A small command-line utility that takes a list of strings as input and produces a trie (prefix tree) as output. The trie associates a count with each prefix in the input lines (i.e., shows how common a particular prefix is). It's useful for quick data exploration. One can iteratively explore the most common prefixes, in particular when viewing the output in an editor with indentation-based folding (e.g., VS Code).

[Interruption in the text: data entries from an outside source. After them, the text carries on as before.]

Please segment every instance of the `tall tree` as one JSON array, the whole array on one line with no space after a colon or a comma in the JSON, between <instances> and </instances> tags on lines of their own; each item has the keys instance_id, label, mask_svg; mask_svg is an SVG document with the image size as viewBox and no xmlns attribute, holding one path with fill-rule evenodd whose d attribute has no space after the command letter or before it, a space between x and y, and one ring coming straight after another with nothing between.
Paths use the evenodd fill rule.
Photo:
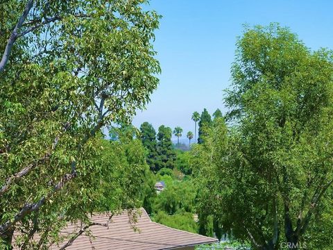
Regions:
<instances>
[{"instance_id":1,"label":"tall tree","mask_svg":"<svg viewBox=\"0 0 333 250\"><path fill-rule=\"evenodd\" d=\"M196 142L196 123L200 120L200 114L195 111L192 114L192 121L194 122L194 142Z\"/></svg>"},{"instance_id":2,"label":"tall tree","mask_svg":"<svg viewBox=\"0 0 333 250\"><path fill-rule=\"evenodd\" d=\"M216 119L216 118L223 117L222 112L221 112L220 109L218 108L215 110L213 113L213 119Z\"/></svg>"},{"instance_id":3,"label":"tall tree","mask_svg":"<svg viewBox=\"0 0 333 250\"><path fill-rule=\"evenodd\" d=\"M191 131L187 132L187 134L186 135L187 136L187 138L189 139L189 145L191 145L191 140L193 139L193 133Z\"/></svg>"},{"instance_id":4,"label":"tall tree","mask_svg":"<svg viewBox=\"0 0 333 250\"><path fill-rule=\"evenodd\" d=\"M162 167L173 169L176 161L176 153L172 147L172 130L169 127L161 125L157 133L158 159L156 162L156 171Z\"/></svg>"},{"instance_id":5,"label":"tall tree","mask_svg":"<svg viewBox=\"0 0 333 250\"><path fill-rule=\"evenodd\" d=\"M80 197L101 184L96 135L128 123L158 83L159 16L142 2L1 3L0 248L15 230L32 237L33 222L47 246L58 221L93 212Z\"/></svg>"},{"instance_id":6,"label":"tall tree","mask_svg":"<svg viewBox=\"0 0 333 250\"><path fill-rule=\"evenodd\" d=\"M236 54L225 100L234 126L198 154L199 203L215 203L223 228L255 249L302 248L332 233L315 217L332 202L333 52L271 24L246 29Z\"/></svg>"},{"instance_id":7,"label":"tall tree","mask_svg":"<svg viewBox=\"0 0 333 250\"><path fill-rule=\"evenodd\" d=\"M207 133L207 129L212 125L212 121L210 113L205 108L203 109L199 122L199 137L198 138L198 143L201 144L204 142L204 138Z\"/></svg>"},{"instance_id":8,"label":"tall tree","mask_svg":"<svg viewBox=\"0 0 333 250\"><path fill-rule=\"evenodd\" d=\"M182 136L182 128L180 126L176 126L175 129L173 129L173 135L177 136L177 145L179 146L179 138Z\"/></svg>"},{"instance_id":9,"label":"tall tree","mask_svg":"<svg viewBox=\"0 0 333 250\"><path fill-rule=\"evenodd\" d=\"M142 144L148 151L146 157L147 164L151 170L156 172L155 162L157 158L157 141L156 140L156 131L153 125L147 122L140 126L140 139Z\"/></svg>"}]
</instances>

Quickly determine that there are 4 strings in the input file that start with a
, 3 strings that start with ab
, etc.:
$ cat tests/inputs/simple.txt
abc
abd
abe
a
$ tc --quote tests/inputs/simple.txt
4 'a'
3 'b'
1 'c'
1 'd'
1 'e'
1 ''
A trie can be useful for exploring how many files are in which part of a directory tree:
$ find -type f
./Cargo.toml
./Cargo.lock
./src/main.rs
./src/options.rs
$ find -type f | tc --split-delimiter='/' --sort=count
4 ./
2 src/
1 main.rs
1 options.rs
1 Cargo.toml
1 Cargo.lock
In combination with other UNIX tools one can, e.g., determine which parts of a directory tree contains the most words:
$ find -type f | xargs wc -w | head -n-1
42 src/options.rs
1337 src/main.rs
$ find -type f | xargs wc -w | head -n-1 | tc --counted-input -d'/' -sc
1379 src/
1337 main.rs
42 options.rs
For more options (e.g., filtering out subtries with a count below a threshold) see tc --help
.
Get the source code:
git clone https://github.com/danleh/trie-count.git
cd trie-count
Get the Rust installer from https://rustup.rs/ and install a nightly toolchain.
(Currently nightly is required because of the unstable pattern
feature of the regex
crate.
Feel free to contribute a stable replacement.)
rustup toolchain install nightly
Build with optimizations and install locally:
cargo +nightly install --path .
Should now work:
tc --help
MIT. See LICENSE.